CILEGON, WILIP.ID — Menjelang pelaksanaan Musyawarah Daerah (Musda) ke-6 Karang Taruna Kota Cilegon, udara sosial media mendadak riuh. Kabar berembus: panitia dan pengurus Karang Taruna disebut-sebut dipanggil oleh Wali Kota.
Namun kabar itu segera dipatahkan oleh Ari Muhammad—pengurus Karang Taruna Provinsi Banten yang kini menjadi Ketua Steering Committee (SC) Musda.
“Saya ingin meluruskan, tidak benar kalau kami dipanggil oleh Wali Kota,” ujar Ari dengan nada tenang namun tegas, Kamis 6 November 2025.
Menurutnya, pertemuan itu bukan panggilan, melainkan agenda resmi untuk melaporkan kesiapan Musda ke-6 kepada pembina umum organisasi, yang secara struktural memang dijabat oleh Wali Kota Cilegon.
“Kami datang karena itu kewajiban organisasi. Kami melapor, bukan dipanggil,” katanya menegaskan.
Pertemuan Formal, Isu Politik Menggelinding
Dalam pandangan Ari, rumor yang seolah menempatkan Wali Kota sebagai pihak yang “memanggil” panitia bisa menimbulkan tafsir liar. Ia menilai, kabar semacam itu berpotensi menodai semangat kolektif dan menebar aroma politik di tengah persiapan forum regenerasi Karang Taruna.
“Kami hanya ingin menjaga agar Musda ini tetap di rel yang benar. Ini bukan ajang kepentingan politik siapa pun,” kata Ari.
Musda ke-6 Karang Taruna Cilegon, lanjutnya, adalah momentum penting bagi regenerasi kepemimpinan di organisasi sosial terbesar tingkat kota tersebut.
Bagi Ari, Musda bukan hanya soal memilih ketua baru, tapi menegaskan kembali arah gerak Karang Taruna—organisasi yang dibangun di atas semangat sosial, kebersamaan, dan pemberdayaan pemuda.
“Kita ingin Karang Taruna tetap berdiri di atas kepentingan sosial, bukan pragmatisme politik,” ujarnya.
Netralitas Panitia, Marwah Organisasi
Di tengah derasnya arus dinamika menjelang Musda, Ari Muhammad memilih berdiri di tengah. Sebagai Ketua SC, ia menegaskan bahwa seluruh panitia, baik Steering Committee maupun Organizing Committee (OC), akan bersikap netral.
“Saya, bersama tim karteker dan panitia OC, berkomitmen untuk bersikap netral. Kami ingin memastikan yang terpilih nanti benar-benar sosok yang bisa bersinergi dengan semua pihak,” ujarnya.

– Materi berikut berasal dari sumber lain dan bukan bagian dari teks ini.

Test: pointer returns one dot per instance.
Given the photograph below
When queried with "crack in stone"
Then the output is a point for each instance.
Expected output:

Nada suaranya datar, tapi mengandung pesan kuat: Musda bukan sekadar ajang perebutan kursi, melainkan momentum mengembalikan marwah Karang Taruna.
“Kami ingin pemimpin yang mampu menjembatani aspirasi teman-teman di tingkat kecamatan sekaligus menjaga hubungan harmonis dengan pembina umum, yaitu Wali Kota Cilegon,” tuturnya.

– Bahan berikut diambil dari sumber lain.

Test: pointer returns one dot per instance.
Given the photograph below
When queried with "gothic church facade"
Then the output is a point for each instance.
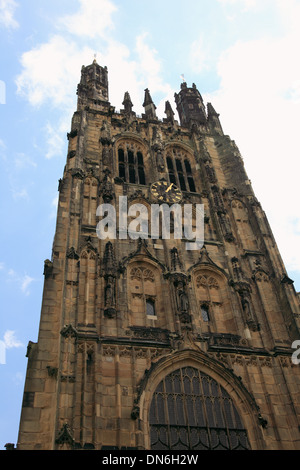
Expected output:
(144, 344)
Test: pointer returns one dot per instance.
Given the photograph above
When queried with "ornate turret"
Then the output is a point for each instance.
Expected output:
(93, 87)
(149, 106)
(190, 106)
(213, 119)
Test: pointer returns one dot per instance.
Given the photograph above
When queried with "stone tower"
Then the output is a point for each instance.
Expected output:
(143, 343)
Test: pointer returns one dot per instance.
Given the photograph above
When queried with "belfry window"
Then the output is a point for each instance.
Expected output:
(191, 411)
(150, 308)
(131, 164)
(180, 171)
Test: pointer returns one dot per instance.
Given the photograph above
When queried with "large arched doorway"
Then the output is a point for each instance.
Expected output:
(191, 411)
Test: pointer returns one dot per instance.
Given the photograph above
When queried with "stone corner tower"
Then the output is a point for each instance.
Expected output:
(144, 343)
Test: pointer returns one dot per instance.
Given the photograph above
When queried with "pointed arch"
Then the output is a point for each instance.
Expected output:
(243, 224)
(145, 293)
(90, 198)
(87, 285)
(186, 415)
(213, 300)
(130, 155)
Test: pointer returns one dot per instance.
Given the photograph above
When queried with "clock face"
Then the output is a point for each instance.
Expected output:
(165, 192)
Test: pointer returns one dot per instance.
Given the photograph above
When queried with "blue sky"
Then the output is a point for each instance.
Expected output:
(243, 56)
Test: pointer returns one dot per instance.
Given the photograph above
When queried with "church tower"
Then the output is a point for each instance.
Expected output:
(145, 343)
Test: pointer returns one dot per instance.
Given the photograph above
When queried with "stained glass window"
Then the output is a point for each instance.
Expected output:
(191, 411)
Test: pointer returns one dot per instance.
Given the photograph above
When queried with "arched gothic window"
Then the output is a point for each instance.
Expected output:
(180, 171)
(89, 208)
(143, 294)
(131, 163)
(191, 411)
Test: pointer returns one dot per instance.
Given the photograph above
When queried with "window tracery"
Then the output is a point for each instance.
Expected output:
(131, 163)
(180, 170)
(192, 411)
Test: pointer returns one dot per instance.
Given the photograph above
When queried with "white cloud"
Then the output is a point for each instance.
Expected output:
(92, 20)
(10, 340)
(55, 142)
(259, 104)
(198, 55)
(7, 12)
(23, 161)
(245, 4)
(25, 283)
(22, 281)
(50, 72)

Karang Taruna Bukan Alat Politik
Ari juga mengingatkan kembali posisi Karang Taruna sebagai organisasi kepemudaan “plat merah”—memiliki mandat sosial dan moral untuk berjalan searah dengan pemerintah daerah.
“Kebijakan organisasi harus sejalan dengan pemerintah, bukan tunduk, tapi bersinergi. Karang Taruna bukan alat politik, melainkan mitra sosial pemerintah dalam memperkuat solidaritas dan pemberdayaan masyarakat,” ujarnya.
Bagi Ari, menjaga netralitas bukan perkara formalitas, melainkan bentuk tanggung jawab moral terhadap masa depan organisasi.
“Ini soal marwah. Soal bagaimana kita menjaga Karang Taruna tetap tegak di atas semangat sosial dan kebersamaan,” katanya menutup pembicaraan.
Musda ke-6 Karang Taruna Kota Cilegon dijadwalkan digelar dalam waktu dekat. Di balik meja rapat dan surat undangan, tersimpan harapan besar: agar forum ini melahirkan pemimpin muda yang bukan hanya pandai berbicara di podium, tapi mampu bekerja nyata di lapangan sosial—tempat Karang Taruna seharusnya berpijak.